# Do I gotta, gotta use a $$$ Campy chain tool on a C10 chain?



## gibbons (Nov 9, 2002)

Dang, I need to replace C10 chains on two of our bikes $$$. It looks like the Campy options are the solid and hollow pin (20gm less) models. Do I really have to use a Campy tool?

It seems like the hollow pin would be more tricky and delicate, so probably use the C-tool on that one. But the solid pin chain, what about that one? I am going to buy a Shimano chain tool for our XTR mtb chains, the Shimano has a nice shoulder that fits around the plate where the pin comes through so the link's side plate doesn't get distorted.
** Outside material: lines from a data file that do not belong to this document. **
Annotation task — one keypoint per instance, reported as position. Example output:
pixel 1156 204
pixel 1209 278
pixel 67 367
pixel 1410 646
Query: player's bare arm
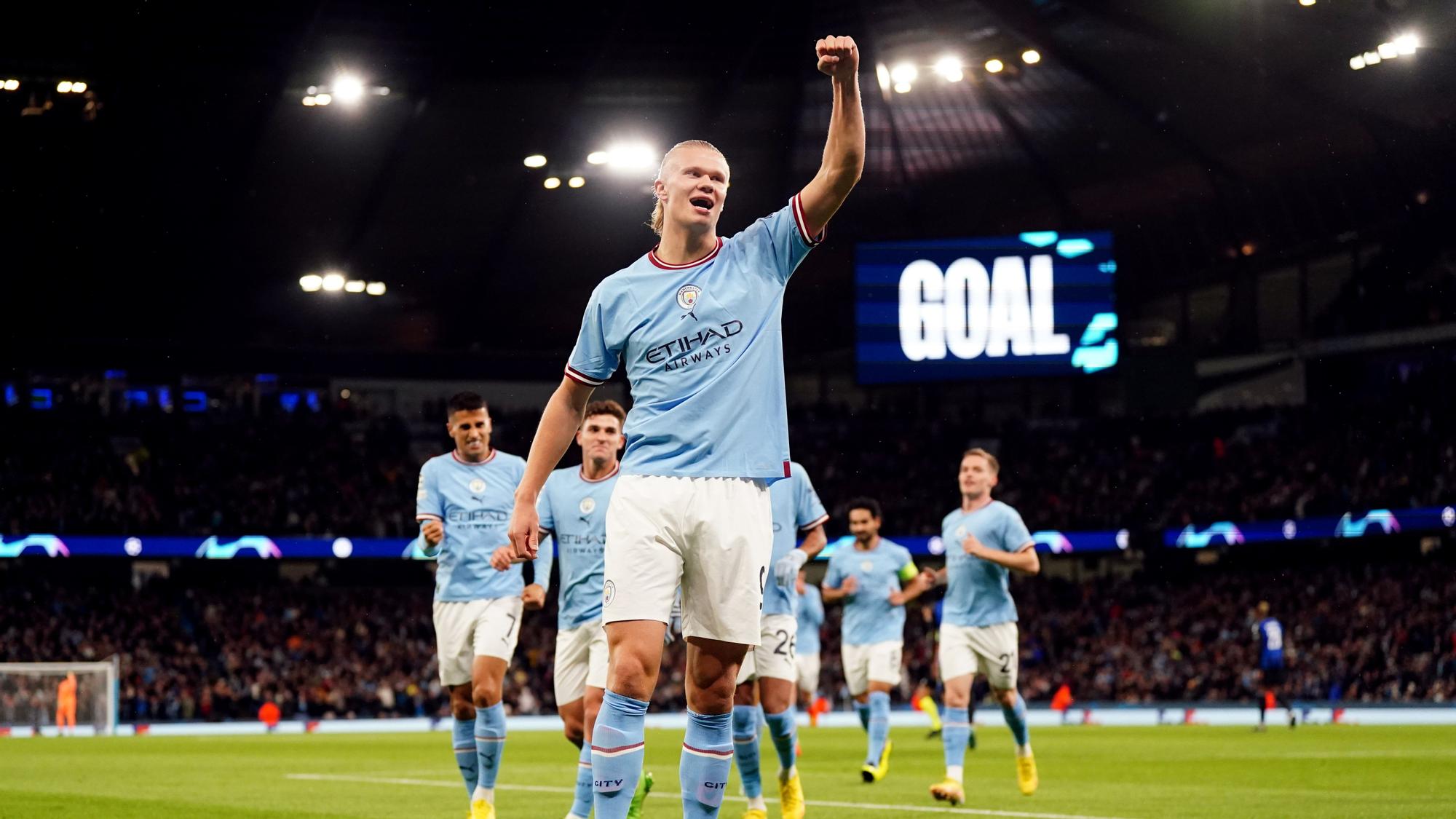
pixel 914 589
pixel 557 432
pixel 787 570
pixel 845 148
pixel 1023 560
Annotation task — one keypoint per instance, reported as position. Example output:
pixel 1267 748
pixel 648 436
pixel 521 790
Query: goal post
pixel 34 697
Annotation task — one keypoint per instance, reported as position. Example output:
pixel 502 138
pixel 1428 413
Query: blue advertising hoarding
pixel 1359 523
pixel 258 547
pixel 1039 304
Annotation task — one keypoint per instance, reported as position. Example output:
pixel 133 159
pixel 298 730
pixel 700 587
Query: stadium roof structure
pixel 186 205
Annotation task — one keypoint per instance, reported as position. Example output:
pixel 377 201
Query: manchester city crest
pixel 688 299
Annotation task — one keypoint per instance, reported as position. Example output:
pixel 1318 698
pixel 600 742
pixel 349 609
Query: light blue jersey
pixel 704 352
pixel 810 612
pixel 474 502
pixel 978 590
pixel 574 510
pixel 796 509
pixel 869 614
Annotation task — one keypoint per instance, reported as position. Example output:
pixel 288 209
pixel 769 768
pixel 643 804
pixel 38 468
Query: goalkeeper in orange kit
pixel 66 704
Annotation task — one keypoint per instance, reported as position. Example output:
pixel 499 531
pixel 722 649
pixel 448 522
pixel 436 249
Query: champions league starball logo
pixel 688 299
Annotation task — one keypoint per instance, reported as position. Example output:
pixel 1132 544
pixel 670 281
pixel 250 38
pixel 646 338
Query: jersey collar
pixel 652 257
pixel 583 474
pixel 488 458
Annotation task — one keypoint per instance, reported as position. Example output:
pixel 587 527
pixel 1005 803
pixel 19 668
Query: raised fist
pixel 838 58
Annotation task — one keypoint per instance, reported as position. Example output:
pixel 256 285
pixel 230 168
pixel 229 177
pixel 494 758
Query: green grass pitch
pixel 1085 771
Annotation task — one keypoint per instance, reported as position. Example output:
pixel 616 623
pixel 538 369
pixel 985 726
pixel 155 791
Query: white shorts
pixel 809 672
pixel 871 662
pixel 475 628
pixel 711 535
pixel 774 656
pixel 992 650
pixel 582 660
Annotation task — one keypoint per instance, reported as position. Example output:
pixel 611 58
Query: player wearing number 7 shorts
pixel 769 670
pixel 985 542
pixel 697 323
pixel 464 505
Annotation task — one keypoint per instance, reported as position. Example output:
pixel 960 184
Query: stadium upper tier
pixel 336 468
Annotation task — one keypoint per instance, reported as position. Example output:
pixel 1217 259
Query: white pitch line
pixel 660 794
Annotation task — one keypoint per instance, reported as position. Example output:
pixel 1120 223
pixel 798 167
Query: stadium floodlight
pixel 950 69
pixel 347 90
pixel 633 157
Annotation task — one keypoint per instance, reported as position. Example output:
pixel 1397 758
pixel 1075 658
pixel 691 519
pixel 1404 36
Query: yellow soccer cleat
pixel 949 790
pixel 876 772
pixel 1027 774
pixel 791 797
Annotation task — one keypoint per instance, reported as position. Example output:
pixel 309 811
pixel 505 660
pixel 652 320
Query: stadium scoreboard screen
pixel 1037 304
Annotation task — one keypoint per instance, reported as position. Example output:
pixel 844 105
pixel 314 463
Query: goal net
pixel 72 698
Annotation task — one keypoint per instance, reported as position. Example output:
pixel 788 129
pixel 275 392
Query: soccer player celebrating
pixel 573 512
pixel 697 323
pixel 464 505
pixel 869 579
pixel 1269 633
pixel 810 614
pixel 979 618
pixel 768 670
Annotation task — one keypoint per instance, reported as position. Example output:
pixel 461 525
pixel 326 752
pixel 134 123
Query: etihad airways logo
pixel 704 344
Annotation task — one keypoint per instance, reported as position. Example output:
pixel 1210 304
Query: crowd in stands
pixel 347 472
pixel 1358 631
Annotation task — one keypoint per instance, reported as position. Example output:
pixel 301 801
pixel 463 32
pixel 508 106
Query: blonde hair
pixel 991 459
pixel 656 222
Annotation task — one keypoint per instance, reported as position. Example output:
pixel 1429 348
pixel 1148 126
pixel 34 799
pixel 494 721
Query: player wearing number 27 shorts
pixel 985 542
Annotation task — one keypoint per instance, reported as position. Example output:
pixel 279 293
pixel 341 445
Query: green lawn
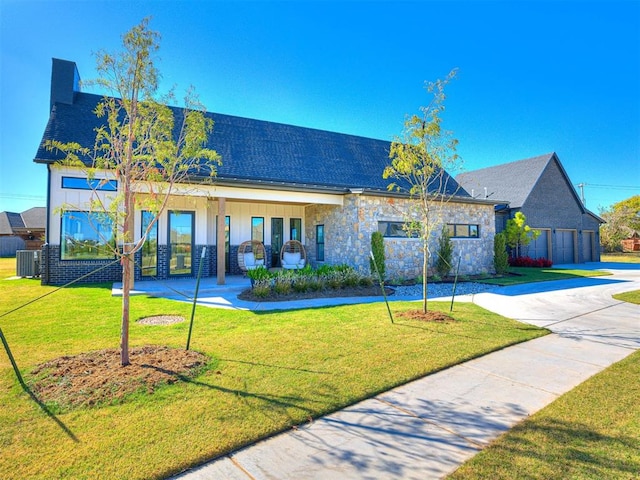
pixel 591 432
pixel 529 275
pixel 626 257
pixel 270 371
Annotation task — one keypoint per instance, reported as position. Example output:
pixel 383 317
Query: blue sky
pixel 534 77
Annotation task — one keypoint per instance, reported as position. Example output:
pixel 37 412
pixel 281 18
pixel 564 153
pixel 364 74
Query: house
pixel 21 231
pixel 631 244
pixel 276 183
pixel 540 188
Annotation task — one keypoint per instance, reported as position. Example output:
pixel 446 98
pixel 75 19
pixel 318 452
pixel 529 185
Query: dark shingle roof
pixel 512 182
pixel 34 218
pixel 256 151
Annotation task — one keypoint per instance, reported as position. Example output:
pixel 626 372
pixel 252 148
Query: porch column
pixel 220 241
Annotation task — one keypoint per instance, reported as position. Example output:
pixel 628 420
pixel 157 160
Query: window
pixel 462 230
pixel 150 248
pixel 102 184
pixel 257 229
pixel 320 243
pixel 393 229
pixel 181 228
pixel 295 229
pixel 86 236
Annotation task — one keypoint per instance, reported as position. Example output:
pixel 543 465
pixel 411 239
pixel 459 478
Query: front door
pixel 277 229
pixel 181 227
pixel 150 248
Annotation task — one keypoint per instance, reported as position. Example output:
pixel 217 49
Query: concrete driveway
pixel 427 428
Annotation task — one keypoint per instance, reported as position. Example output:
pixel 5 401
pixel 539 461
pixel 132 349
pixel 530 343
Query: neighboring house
pixel 540 188
pixel 277 182
pixel 631 244
pixel 22 231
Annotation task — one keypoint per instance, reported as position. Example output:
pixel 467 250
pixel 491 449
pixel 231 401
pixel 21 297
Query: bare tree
pixel 145 145
pixel 420 158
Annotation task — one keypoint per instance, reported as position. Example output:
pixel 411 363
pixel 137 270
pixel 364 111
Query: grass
pixel 592 432
pixel 631 297
pixel 529 275
pixel 270 371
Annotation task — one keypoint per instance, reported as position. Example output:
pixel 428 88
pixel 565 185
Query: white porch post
pixel 220 241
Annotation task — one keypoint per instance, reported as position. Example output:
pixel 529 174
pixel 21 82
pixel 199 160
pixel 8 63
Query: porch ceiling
pixel 251 194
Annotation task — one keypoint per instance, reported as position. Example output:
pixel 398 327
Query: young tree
pixel 500 256
pixel 419 160
pixel 518 234
pixel 623 219
pixel 146 145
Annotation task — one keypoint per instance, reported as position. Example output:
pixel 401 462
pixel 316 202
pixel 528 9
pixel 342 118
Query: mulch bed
pixel 372 291
pixel 98 378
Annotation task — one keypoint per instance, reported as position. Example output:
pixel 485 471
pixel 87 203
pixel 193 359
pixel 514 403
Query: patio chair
pixel 251 255
pixel 293 255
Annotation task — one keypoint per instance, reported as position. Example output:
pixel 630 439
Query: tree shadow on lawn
pixel 553 286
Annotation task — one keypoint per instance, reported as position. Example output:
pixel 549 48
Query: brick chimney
pixel 65 81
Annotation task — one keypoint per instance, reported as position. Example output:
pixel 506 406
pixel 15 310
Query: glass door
pixel 149 264
pixel 181 227
pixel 277 229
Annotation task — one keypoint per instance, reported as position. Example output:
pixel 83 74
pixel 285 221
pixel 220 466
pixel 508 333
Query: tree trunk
pixel 127 271
pixel 126 288
pixel 425 266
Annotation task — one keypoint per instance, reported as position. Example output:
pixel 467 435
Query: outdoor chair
pixel 293 255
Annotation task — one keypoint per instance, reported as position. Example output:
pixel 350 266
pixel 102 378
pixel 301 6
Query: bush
pixel 261 288
pixel 500 256
pixel 445 253
pixel 530 262
pixel 378 260
pixel 282 282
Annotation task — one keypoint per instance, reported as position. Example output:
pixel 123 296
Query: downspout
pixel 44 278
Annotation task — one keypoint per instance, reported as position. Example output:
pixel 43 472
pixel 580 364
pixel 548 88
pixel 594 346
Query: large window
pixel 150 247
pixel 181 228
pixel 102 184
pixel 463 230
pixel 394 229
pixel 257 229
pixel 295 229
pixel 86 236
pixel 320 243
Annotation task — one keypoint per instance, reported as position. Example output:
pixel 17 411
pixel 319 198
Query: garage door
pixel 563 247
pixel 587 246
pixel 539 248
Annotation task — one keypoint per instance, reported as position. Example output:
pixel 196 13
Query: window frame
pixel 454 228
pixel 396 226
pixel 254 226
pixel 97 231
pixel 82 183
pixel 320 244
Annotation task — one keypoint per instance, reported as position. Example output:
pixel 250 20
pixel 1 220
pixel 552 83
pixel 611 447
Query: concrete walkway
pixel 427 428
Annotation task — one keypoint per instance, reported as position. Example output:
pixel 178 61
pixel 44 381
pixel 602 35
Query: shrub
pixel 500 256
pixel 300 283
pixel 282 282
pixel 445 253
pixel 530 262
pixel 378 260
pixel 261 288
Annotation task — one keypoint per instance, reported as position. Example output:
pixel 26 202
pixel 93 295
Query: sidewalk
pixel 427 428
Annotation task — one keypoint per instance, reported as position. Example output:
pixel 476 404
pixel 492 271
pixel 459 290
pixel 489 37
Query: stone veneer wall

So, if I use the Shimano tool (made to work with their 10s chains), on a solid pin C10 chain, will it work? If not, what are the complications with installing Campy chains?

Thanks for any help! (my search on the topics didn't answer it)


----------



## ukiahb (Jan 26, 2003)

*a regular chain tool works fine....*

have used one on a C10 chain myself with no problems, and have read posts by others who have too. Also, FWIW, a Shimano DA10 chain works fine w/ Campy 10sp driveline, and they come w/ two pins so you can remove and reinstall the chain once....extra pins are available too if needed.


----------



## cxwrench (Nov 9, 2004)

*the only difference...*

in the campy tool is the little wire to keep the link from "rolling" up as you push the pin in, it helps keep it flat on the platform of the chain tool. forget the whole pin thing, and use a wipperman link, then you can easily take the chain off for cleaning.


----------



## gibbons (Nov 9, 2002)

So, you use a whole wipperman chain, or just the link? Just the link in an alien chain species seems like it would be odd. Especially since I read somewhere that the campy is .632mm, and the shimano is .605. What is the wipperman? See what I mean?

But I would love to be able to just take the whole chain off an dunk it in solvent to clean it. I have never take a chain off to clean it. To me, the weak link is the one where I installed a pin. But then again, I have never broken a chain, even on the ultra tension 22/34 gear ratios on vertical Moab Slickrock climbs.

So, use the Shimano tool and just be careful?


----------



## C-40 (Feb 4, 2004)

*the connex link*

http://www.connexchain.com/

Click on products and connectors. The wipperman link works fine on a campy chain since both have identical measurements between the side plates (3.94mm or .155 inch). The connex link must be installed with the slotted end toward the back of the bike, on the lower section of chain. I personally don't care for the wipperman chains. I found them to be noisy. I use the campy chain and the connex link if I want to remove the chain.

The campy HD-L pin can easily be installed with an ordinary chain tool. The only trick is to drape the chain over the bottom bracket shell to eliminate tension on the chain, while the pin is being installed. The chain includes instructions that tell the rest, like installing the pin from the left side.


----------



## il sogno (Jul 15, 2002)

Connex link works fine on a Campy 10 chain. Just bear with it for a few days as the link breaks in.


----------